Obesity has been shown to lead to an increased risk for many types of cancer. Several possible explanations for this association have been proposed, including:

  • Excess amounts of estrogen are produced from fat tissue. When high levels of estrogen are present, they can be linked with an increased risk of breast, endometrial, and other cancers.
  • Obesity often produces an increase in levels of insulin and insulin-like growth factor-1, called IGF-1, in the blood. This increased production may result in the development of certain tumors.
  • Adipokines are hormones that affect cell growth. Because they are produced by fat cells, this abnormal cell growth is more common in obese people.
  • Tumor growth regulators in the body are possibly affected, both directly and indirectly, by fat cells.
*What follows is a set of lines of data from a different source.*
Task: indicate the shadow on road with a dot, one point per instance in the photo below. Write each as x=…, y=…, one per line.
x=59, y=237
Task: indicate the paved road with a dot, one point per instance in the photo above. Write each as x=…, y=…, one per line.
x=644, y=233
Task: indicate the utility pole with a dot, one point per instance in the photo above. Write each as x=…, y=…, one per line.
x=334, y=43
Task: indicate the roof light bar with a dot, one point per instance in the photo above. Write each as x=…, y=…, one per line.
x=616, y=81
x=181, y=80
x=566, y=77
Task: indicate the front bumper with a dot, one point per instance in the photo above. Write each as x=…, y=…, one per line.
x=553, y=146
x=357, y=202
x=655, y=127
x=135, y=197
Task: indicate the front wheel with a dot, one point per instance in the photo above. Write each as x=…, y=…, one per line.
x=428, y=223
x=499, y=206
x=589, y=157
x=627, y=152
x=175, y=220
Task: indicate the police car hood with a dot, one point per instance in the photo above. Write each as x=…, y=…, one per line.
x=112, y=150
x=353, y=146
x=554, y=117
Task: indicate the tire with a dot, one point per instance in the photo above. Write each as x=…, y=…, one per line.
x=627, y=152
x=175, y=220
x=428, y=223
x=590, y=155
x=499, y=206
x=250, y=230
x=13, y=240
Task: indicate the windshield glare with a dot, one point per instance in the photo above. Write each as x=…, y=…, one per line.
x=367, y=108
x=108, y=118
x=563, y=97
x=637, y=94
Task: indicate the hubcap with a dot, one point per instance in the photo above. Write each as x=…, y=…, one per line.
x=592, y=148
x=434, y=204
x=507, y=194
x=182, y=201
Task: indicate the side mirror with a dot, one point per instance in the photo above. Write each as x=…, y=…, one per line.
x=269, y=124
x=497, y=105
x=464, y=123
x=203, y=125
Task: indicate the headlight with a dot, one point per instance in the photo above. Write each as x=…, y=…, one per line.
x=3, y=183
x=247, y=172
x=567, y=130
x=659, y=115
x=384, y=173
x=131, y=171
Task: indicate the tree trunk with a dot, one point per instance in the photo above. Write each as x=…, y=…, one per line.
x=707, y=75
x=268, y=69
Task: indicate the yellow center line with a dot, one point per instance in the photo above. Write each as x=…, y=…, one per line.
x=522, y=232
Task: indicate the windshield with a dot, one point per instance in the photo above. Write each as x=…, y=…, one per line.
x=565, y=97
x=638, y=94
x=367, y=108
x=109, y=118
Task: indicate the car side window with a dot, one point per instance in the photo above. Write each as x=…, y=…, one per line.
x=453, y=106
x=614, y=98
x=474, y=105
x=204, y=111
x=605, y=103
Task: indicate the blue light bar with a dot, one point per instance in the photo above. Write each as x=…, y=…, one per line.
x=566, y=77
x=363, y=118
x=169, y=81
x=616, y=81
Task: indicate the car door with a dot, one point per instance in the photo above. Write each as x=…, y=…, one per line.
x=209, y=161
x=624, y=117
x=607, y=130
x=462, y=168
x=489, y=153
This can increase the risk of tumors.
  • Chronic low-level inflammation, which has been linked to increased cancer risk, is often found in obese people, and
  • Immune responses, effects on the nuclear factor kappa beta system, and oxidative stress are mechanisms that may be affected by obesity, and can increase cancer risk.

Cancers Linked to Obesity


Many studies have demonstrated that specific types of cancer have been linked to obesity. These types of cancer include[1]:

  1. Breast Cancer
    The risk of postmenopausal breast cancer has been shown to rise in women who are obese. When the ovaries stop producing estrogen after menopause, the most important source of this hormone becomes fat tissues. These higher levels of estrogen can potentially lead to more rapid growth of estrogen-responsive breast tumors.

  2. Endometrial Cancer
    Although we do not know why obesity has been linked to cancer in the lining of the uterus, obese and overweight women are two to four times more likely to develop endometrial cancer, regardless of whether they are pre- or postmenopausal.

  3. Colorectal Cancer
    Higher BMI and increased waist circumference in men have been associated with colorectal cancer. It is not certain why, though there seems to be a link with being obese in the abdominal area. This connection can also be seen in obese women, though it is weaker.

  4. Kidney Cancer
    The most common form of kidney cancer is renal cancer, which has been consistently associated with obesity, both in men and women. The specific mechanism, however, is not understood.

  5. Esophageal Cancer
    Overweight and obese people are almost twice as likely as people of healthy weight to develop a cancer of the esophagus called esophageal adenocarcinoma. The mechanisms are not well-understood; however, an increased risk of this type of cancer has been associated with gastroesophageal reflux disease or Barrett’s esophagus, which is more common in obese people.

  6. Pancreatic Cancer
    A slight increase in risk of pancreatic cancer has been linked to obesity.

  7. Thyroid Cancer
    Excess weight has been shown to have an association with thyroid cancer, though it is not clear why.

  8. Gallbladder Cancer
    Though the reasons are not known, there is a correspondence between a rise in BMI and a rise in the risk of gallbladder cancer.

  9. Other Cancers
    Though the studies are not conclusive, possible links have been shown between obesity and prostate cancer, ovarian cancer, and liver cancer.

[1] “Obesity and Cancer Risk,” National Cancer Institute,, accessed July 7, 2016.